Video games as an emergent narrative art form are unique in that they are the only narrative medium to be truly 2nd person. The player characters is you. You are Leon Kennedy, Laura Croft, Mario, Link, ect. Think about Telltale’s games or Life is Strange. The primary gaming mechanic is simply making choices.
In video game development there are endless discussions about how to grant player agency. Because good video games lean into the fact that the player character is you.
As a side effect, this means that video games can have significantly thinner characterization. What do we know about Mario? He’s a plumber, he Italian (and there’s canonical disagreement if he is Italian or Italian-American), and he’s heterosexual and in love with the princess. A lot of this is technological. The technology to create 40+ hour characterization heavy games simply didn’t exist for much of video game development. The history of video games has been one of accomplishing a lot with very little. Take a look at Street Fighter. All of those characters are memorable and well rendered using little more than a physical look, a geographic location, two or three dialogue lines, and a tiny blurb in a player manual. But we all know Chun-Li.

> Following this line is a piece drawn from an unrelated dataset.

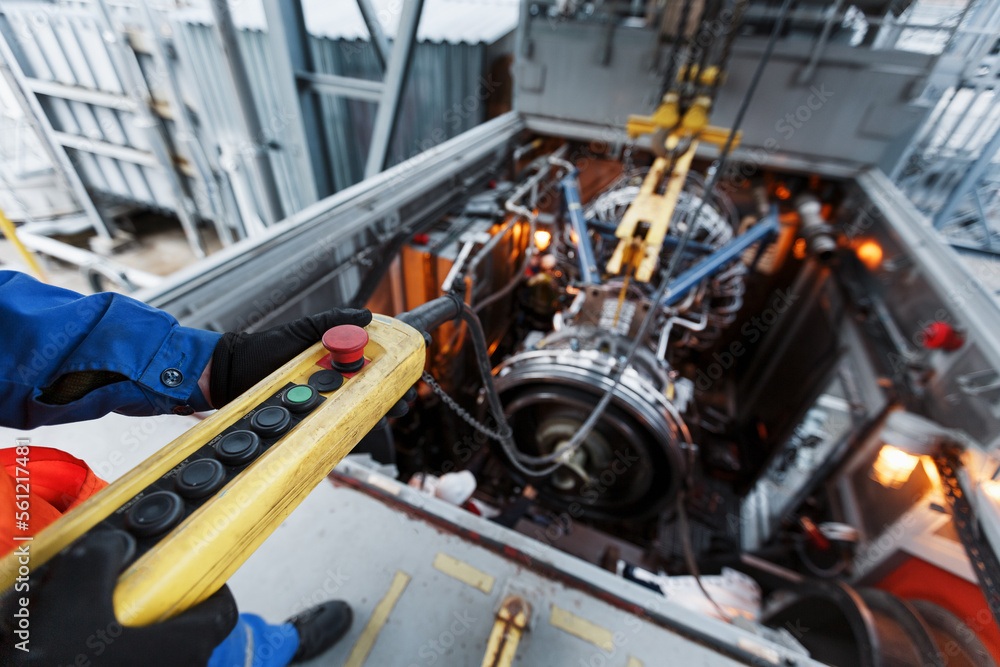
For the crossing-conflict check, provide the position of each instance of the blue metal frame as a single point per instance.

The reason that we accept thinner characterization in video games is that we fill up the player character with ourselves. In some cases, that is very literal. In a Bioware game the player determines the character. Same thing in Fallout. But even a game like The Legend of Zelda where the game is always marching towards a pre-determined conclusion the player is still controlling the character and forging an emphatic bond with it.

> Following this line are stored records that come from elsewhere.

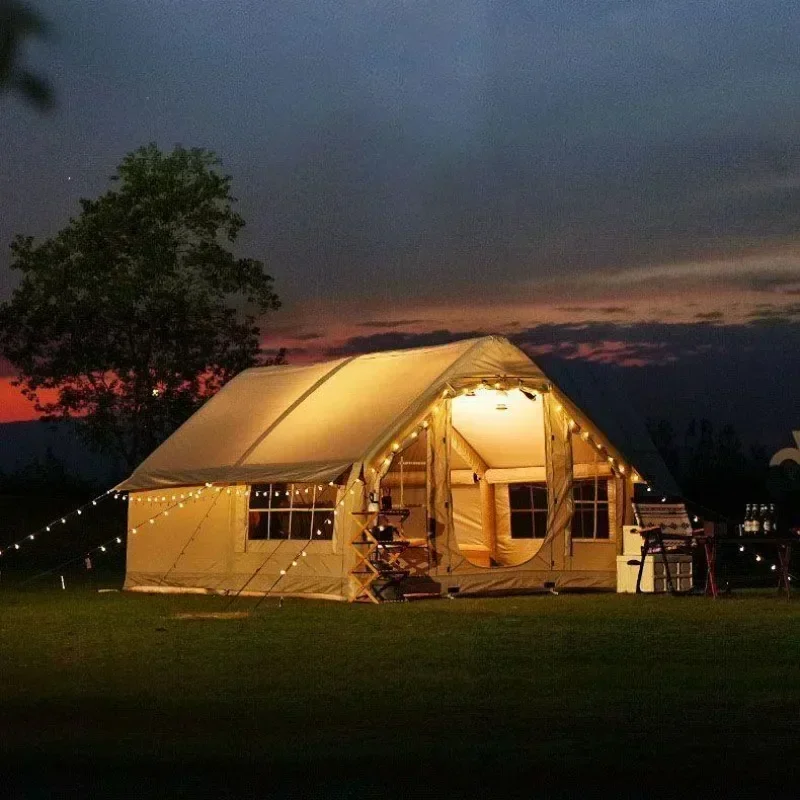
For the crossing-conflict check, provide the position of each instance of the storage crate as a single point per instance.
(654, 577)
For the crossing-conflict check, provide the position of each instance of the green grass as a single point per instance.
(538, 696)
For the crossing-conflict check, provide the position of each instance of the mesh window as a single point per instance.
(590, 517)
(291, 511)
(528, 502)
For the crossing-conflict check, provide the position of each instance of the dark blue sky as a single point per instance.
(454, 165)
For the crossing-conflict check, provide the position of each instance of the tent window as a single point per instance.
(528, 503)
(291, 511)
(590, 517)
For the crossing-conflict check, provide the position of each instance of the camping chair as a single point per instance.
(665, 528)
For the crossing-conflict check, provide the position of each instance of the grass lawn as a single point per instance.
(111, 695)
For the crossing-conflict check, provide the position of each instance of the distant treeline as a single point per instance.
(714, 469)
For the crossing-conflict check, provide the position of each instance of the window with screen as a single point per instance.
(590, 517)
(528, 502)
(291, 511)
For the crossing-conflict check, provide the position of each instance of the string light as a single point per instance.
(61, 520)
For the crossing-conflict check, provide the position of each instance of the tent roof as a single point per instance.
(311, 423)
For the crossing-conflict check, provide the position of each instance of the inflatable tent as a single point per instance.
(500, 480)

Movies and TV are third person, and mostly third person limited. A person can’t simply fill in any gaps with themselves when it comes to movies. There isn’t that instant emphatic bond. And, as a consequence, movies have a more visceral distancing effect.
Take this franchise:
Literally nothing about it makes sense. The Animus machine doesn’t make sense. The Templars don’t make sense. The Assassins don’t make sense. The whole plotline about aliens doesn’t make sense. I am not saying they aren’t fascinating mythology, but if you actually sit down to puzzle out how any of this works it will be an exercise in futility. What’s important is that you are instantly immersed in this world as an active agent in it, you aren’t thinking how ridiculous a concept the Animus is, or why the Templars are spending days and days watching an assassin travel around doing things completely unrelated to anything they could be interested in.

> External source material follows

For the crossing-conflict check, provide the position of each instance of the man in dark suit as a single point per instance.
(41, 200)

However all those barriers suddenly go up when it is a film adaptation. You aren’t instantly a part of the world in the most visceral sense. So the world and the characters that inhabit it have to be able to stand entirely independent of that player agency as equally fascinating. And, in Assassin’s Creed’s case they just weren’t.
In order to make a good video game movie, a studio has to take the player out of the game and still find enough stuff in it to be worthwhile. It’s entirely possible, see Castlevania, but it requires extraordinary work.